Magic Mustang Tamer

Training for Medical Behaviors

Even the wildest mustang can learn to participate in its own care (if it is not really painful). The trick is to make the motivator motivating enough that the animal wants to earn the food, then starting out with simple approximations of the behavior that the animal can handle. Getting them to lean into a damp sponge is usually not too difficult. If you can’t get near the wound, start where you can work towards it, but have an extra sponge that won’t be used on the wound itself, since it will get dirty on the way.

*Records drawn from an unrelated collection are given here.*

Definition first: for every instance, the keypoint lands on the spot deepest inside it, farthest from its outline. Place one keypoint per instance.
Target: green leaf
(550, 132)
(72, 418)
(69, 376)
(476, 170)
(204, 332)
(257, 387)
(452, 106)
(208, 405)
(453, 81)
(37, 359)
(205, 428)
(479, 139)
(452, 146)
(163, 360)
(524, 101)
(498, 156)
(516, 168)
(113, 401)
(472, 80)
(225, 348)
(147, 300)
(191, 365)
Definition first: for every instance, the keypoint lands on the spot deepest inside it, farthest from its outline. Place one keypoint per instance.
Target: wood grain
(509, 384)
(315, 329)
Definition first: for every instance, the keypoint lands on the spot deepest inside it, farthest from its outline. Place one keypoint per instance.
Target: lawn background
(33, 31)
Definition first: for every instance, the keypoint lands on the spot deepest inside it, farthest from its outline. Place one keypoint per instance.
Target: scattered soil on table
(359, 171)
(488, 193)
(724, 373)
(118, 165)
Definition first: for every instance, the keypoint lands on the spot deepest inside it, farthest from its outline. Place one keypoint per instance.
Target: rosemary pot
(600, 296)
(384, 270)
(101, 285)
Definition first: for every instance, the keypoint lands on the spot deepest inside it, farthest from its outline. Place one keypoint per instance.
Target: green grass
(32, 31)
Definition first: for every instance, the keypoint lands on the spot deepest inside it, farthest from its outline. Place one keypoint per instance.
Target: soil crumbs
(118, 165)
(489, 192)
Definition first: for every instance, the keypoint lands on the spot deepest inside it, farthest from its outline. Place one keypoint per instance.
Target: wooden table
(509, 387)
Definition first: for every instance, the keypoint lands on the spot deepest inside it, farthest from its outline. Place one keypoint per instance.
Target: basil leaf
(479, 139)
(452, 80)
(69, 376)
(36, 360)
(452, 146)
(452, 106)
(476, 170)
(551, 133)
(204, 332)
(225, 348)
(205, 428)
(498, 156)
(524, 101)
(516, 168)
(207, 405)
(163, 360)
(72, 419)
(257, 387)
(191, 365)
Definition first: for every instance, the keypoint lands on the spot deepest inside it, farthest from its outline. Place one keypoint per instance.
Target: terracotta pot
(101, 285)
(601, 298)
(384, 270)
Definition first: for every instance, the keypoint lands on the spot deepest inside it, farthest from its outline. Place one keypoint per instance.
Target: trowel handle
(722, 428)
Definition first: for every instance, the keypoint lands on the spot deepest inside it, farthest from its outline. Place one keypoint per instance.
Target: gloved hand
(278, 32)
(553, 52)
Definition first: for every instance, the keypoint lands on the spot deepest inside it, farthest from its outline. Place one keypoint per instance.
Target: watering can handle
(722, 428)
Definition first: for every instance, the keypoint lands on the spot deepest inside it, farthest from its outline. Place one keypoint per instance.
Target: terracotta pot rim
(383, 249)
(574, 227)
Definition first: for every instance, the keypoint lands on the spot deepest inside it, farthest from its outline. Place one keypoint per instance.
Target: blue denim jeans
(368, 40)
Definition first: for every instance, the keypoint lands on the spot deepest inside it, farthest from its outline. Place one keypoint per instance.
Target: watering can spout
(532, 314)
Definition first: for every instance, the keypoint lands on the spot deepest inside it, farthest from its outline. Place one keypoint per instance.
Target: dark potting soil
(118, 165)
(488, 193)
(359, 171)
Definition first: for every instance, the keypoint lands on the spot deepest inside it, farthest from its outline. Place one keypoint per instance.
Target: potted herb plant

We have had to treat a lot of ear wounds. I never want the scrub water to run down into the ear, so I try to use a second sponge to absorb any run-off. I train the animal to lean into the absorbing sponge while I do a countdown from five. This gives me a measured time to wet and wipe the area. If I can be extremely predictable with my behavior, including how I rinse and squeeze my cleaning sponge, the animal will usually stay. A second person is really valuable if they can quietly keep delivering treats during the process.

Debriding wounds is important, especially in a dirty environment that has flies. It takes about 20 minutes of soaking to start to soften up mats and clots. Be patient. Never use hydrogen peroxide outdoors in the sunlight because will destroy healthy tissues. Clip away any excess hair. A&D Ointment will soften scabs, but it also makes the horse lose its hair/fur where it touches the skin.

We generally wash with a betadine solution that has been diluted to the color a cup of tea. I make the water lukewarm and set it where hay will not accidentally fall into it. When you are working alone, you will have to figure out how to keep a dry feeding hand and a wet sponge hand from contaminating each other. It’s not easy!

In the video, Carson has arrived at Mustang Camp with a wound on his forehead, running with pus, and matting his forelock. He was a very reactive animal and it took all five trainers to carefully separate and confine him in a pen without causing him to panic. We limited him to food only coming from the trainer. You never want to require 100% hand-feeding for an animal or yourself because it is so time-consuming, but sometimes it’s a necessity.  I handed him every bite he got and as soon as he could stand and feed, he was in sponge training. By his first morning, he was eager to work and by mid-morning, we had a wet sponge soaking his forelock. Needless to say, all other training responsibilities get suspended during a medical training emergency. It took one day of intensive training then he was able to get all of his medical attention once a day with his taming.


One thought on “Training for Medical Behaviors

  1. Abby Reeves

    Great content and something good to keep in mind. You never know what you’ll have to deal with so better be prepared.